[MLton] cvs commit: rewrote x86.Block.compress to run in linear time

Matthew Fluet fluet@cs.cornell.edu
Fri, 2 Jul 2004 09:00:56 -0400 (EDT)

> > > * localRef is taking too long.  I still don't know why.  It's not the
> > >   multi subpass.  Any ideas?  In any case, that's the only remaining
> > >   glaring problem in the pre codegen.
> >
> > You might trace the SSA- restore pass with a Control.traceBatch.
> I put a trace around restore and here's what I got
> 	    localRef starting
> 	       multi starting
> 	       multi finished in 0.61 + 5.93 (91% GC)
> 	       restore starting
> 	       restore finished in 0.91 + 0.00 (0% GC)
> 	       restore starting
> 	       restore finished in 0.00 + 0.00 (0% GC)
> 	       restore starting
> 	       restore finished in 0.00 + 0.00 (0% GC)
> 	    localRef finished in 99.32 + 56.54 (36% GC)
> So, it looks there are only three functions with local refs, and the
> restores don't hurt.

Agreed, it's not the restore pass.

How big are the globals in HOL?  I see that the sub-pass that tries to
move global refs that are only used in one function has complexity:
  #SSA functions * #SSA globals.
This is particularly bad if most globals aren't (localizable) refs.

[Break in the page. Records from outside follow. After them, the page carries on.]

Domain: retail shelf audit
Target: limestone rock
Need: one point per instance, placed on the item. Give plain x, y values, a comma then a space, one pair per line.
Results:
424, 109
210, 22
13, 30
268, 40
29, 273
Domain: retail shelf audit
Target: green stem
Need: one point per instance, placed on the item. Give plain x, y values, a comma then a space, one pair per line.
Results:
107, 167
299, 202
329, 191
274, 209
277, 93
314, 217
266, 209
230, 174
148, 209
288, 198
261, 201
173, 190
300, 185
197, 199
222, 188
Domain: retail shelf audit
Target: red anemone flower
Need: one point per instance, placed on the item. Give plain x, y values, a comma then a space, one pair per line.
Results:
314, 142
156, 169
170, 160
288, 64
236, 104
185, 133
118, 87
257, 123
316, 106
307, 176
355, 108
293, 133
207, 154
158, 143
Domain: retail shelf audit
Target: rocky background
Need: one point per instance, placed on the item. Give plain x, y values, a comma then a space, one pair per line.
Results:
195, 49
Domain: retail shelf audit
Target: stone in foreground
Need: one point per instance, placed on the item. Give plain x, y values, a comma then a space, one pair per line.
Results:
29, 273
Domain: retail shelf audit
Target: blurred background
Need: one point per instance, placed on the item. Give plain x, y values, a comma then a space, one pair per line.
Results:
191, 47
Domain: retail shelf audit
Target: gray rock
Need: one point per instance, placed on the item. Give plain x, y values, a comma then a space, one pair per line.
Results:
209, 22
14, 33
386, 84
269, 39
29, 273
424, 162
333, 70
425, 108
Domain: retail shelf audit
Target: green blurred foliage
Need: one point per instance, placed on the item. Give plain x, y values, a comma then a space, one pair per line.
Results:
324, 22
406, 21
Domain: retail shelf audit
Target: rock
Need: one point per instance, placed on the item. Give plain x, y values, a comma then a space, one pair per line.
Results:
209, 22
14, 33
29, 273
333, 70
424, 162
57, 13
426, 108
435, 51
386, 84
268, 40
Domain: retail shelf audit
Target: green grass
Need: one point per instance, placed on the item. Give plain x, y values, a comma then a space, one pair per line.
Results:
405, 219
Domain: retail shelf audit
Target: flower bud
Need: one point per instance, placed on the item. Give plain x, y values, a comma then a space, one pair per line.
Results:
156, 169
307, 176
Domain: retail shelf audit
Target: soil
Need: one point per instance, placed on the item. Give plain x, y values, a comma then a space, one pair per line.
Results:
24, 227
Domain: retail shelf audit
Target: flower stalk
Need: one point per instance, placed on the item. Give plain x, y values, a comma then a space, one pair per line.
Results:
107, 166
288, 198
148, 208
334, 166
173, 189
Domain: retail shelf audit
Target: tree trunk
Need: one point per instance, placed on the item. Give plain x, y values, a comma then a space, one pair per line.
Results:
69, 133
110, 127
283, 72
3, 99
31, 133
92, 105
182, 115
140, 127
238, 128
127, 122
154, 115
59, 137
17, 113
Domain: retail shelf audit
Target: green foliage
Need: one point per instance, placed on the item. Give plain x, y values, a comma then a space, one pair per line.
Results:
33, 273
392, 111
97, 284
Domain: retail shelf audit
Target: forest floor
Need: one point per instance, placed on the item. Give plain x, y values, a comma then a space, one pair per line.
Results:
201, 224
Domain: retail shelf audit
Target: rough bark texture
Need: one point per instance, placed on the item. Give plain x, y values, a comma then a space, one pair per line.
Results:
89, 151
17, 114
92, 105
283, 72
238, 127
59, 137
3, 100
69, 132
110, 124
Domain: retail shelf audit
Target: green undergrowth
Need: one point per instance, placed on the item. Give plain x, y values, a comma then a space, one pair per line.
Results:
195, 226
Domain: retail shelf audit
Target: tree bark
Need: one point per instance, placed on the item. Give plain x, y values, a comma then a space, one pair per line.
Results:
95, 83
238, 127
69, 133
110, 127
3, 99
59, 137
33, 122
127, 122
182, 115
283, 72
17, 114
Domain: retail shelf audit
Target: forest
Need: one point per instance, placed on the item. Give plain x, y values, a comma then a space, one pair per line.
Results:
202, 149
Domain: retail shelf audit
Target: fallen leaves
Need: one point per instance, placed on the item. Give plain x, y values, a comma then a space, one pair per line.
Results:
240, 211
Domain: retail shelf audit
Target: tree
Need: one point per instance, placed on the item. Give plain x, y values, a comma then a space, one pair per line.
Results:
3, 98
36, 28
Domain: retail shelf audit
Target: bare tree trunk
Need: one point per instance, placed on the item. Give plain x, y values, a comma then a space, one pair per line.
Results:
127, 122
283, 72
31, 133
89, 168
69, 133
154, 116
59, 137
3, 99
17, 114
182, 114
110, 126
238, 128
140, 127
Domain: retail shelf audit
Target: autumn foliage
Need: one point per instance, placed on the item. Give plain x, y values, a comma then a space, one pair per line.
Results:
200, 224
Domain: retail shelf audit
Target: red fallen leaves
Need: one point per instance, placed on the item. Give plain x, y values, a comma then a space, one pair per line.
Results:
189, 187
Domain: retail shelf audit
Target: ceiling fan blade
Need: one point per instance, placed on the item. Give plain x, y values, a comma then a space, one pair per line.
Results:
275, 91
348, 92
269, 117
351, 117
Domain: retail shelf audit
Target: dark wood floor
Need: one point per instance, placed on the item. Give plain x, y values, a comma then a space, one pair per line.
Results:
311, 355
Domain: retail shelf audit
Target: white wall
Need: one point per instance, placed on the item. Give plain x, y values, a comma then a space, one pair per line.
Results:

There is a simple solution using a Func.t property list holding a
locals:Statement.t list ref.  After computing the funcUses, do one
Vector.keepAllMap through the globals, pushing each ref that is used in
exactly one place onto the appropriate locals list and keeping the
remaining statements.

Then we only need one pass through the SSA functions.  We can move
everything under (*Localize global refs*) in with the later
List.revMap(functions, ...).

> > Looking at the -verbose 3 you sent out earlier, the biggest problem seems
> > to be in copyPropagate.  I glanced at that code and it does have a
> > quadratic running time in the size of the basic block.
> > You can turn that off with -native-copy-prop false.
> >
> If we could improve the quadratic-ness of copyPropagate, we could
> probably get most of that time back.  Any thoughts on the difficulty
> of that?

It's definitely possible.  Essentially, for every MOV in a basic block,
iterate over the remaining statements and replace any occurences of the
dst operand with the src operand.  Rather than iterating, we can maintain
a set of seen copies and attempt to apply them to each statement.  Its a
little more complicate because x86 MemLoc.t's correspond to memory
addressing, in terms of other operands, so you need to abort the copy
propagation upon encountering an instruction that changes the meaning of
one of the src/dst operands that is being copied.